Yasawa Islands : vivre dans une carte postale

L’archipel des Yasawa est situé au nord de Viti Levu. Composé d’une vingtaine d’îles et d’une surface totale de 135m2, ces morceaux de terre sont d’une beauté impressionnante. Verdoyantes et débordantes de vie animale et végétale, ces îles sont le terrain de jeux des botanistes et des géologues, mais aussi des réalisateurs de film, comme Seul au monde avec Tom Hanks, ou de séries télévisées comme Survivor ou Koh Lanta.

4h de ferry seront nécessaire pour se rendre sur notre île pour 3 jours, car il faut bien en choisir une, et c’est celle de Naukakuvu, renommée Paradise Cove.

Elle porte bien son nom : imaginez débarquer dans une carte postale et y rester 3 jours. Vraiment.

Ces 3 jours seront pour moi parmi les plus beaux des vacances. Au programme : longues ballades sur le sable blanc, farniente dans un hamac sous un cocotier ou dans le grand lit balançoire face à la mer, baignades (mer ou piscine ?)…

On fera plusieurs sessions de snorkeling, et notamment une mémorable pour aller voir les grandes raies mantas. Ces sublimes poissons de la famille des requins peuvent atteindre jusqu’à 7 m d’envergure.

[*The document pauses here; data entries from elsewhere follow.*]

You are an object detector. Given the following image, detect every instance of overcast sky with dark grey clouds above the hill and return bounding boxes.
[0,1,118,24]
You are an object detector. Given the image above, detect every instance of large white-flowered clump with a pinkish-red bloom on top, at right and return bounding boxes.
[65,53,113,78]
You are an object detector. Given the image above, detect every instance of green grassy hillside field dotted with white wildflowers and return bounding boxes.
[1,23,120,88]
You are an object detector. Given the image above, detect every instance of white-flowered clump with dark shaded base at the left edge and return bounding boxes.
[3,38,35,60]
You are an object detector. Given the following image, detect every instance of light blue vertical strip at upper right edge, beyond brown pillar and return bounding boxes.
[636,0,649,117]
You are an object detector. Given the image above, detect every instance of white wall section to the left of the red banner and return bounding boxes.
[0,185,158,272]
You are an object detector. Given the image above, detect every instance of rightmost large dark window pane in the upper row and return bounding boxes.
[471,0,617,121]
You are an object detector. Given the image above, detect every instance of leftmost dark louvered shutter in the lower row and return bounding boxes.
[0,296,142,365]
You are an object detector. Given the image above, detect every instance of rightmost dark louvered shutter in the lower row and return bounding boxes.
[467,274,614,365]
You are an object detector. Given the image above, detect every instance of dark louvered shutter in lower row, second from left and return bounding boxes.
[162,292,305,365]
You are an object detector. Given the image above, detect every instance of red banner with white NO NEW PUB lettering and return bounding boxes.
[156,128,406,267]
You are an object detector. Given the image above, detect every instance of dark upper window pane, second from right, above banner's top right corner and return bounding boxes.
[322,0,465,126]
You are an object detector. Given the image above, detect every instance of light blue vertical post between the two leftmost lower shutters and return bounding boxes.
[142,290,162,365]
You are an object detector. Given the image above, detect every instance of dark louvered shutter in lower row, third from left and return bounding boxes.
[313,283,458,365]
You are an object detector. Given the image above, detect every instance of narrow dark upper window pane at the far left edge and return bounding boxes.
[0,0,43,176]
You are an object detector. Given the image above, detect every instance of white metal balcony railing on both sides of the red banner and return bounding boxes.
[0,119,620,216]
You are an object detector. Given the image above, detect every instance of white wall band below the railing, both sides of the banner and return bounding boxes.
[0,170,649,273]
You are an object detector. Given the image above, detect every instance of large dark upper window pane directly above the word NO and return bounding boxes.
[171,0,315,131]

Leur ballet est époustouflant : à plus de 10m de profondeur, je vois 4 raies immenses danser littéralement sous l’eau. Elles tournent sur elles-mêmes, gueules ouvertes pour capturer le plus de zooplancton possible. De face, elles sont impressionnantes, car leurs bouches pourraient gober sans aucun problème vos jambes entières, mais elles ne sont pas du tout agressives et nagent au milieu de nous et des poissons anges, qu’on reconnaît à leur façon de se déboîter la mâchoire pour avaler le plus de planton possible.

Prise au milieu d’un banc d’un millier de ces poissons argentés qui brillent comme des lames, je vois une raie tachetée tourbillonner à 2m de moi. La nature et sa faune m’émerveillera toujours. (la photo n’est pas de moi, mais je n’ai pas pu emmener mon iPhone dans l’eau…)

Le soir, on monte regarder le coucher du soleil sur la mer. Il n’y a personne, tout est calme, on est seuls au monde. En redescendant de la petite colline qui nous offre la meilleure vue sur l’île, on mange du kokoda (une sorte de ceviche préparé avec du Walu, un poisson blanc mariné avec du lait de coco, du citron vert, du poivron et des oignons et servi dans une noix de coco fraîche), on va boire du kava avec les fidjiens qui nous chantent des chansons d’amour pendant qu’on regardent les étoiles briller dans le ciel sans nuage, bercés par le bruit du vent dans les feuilles de palmier et des vagues sur le sable.

On est au bout du monde, et on y est bien.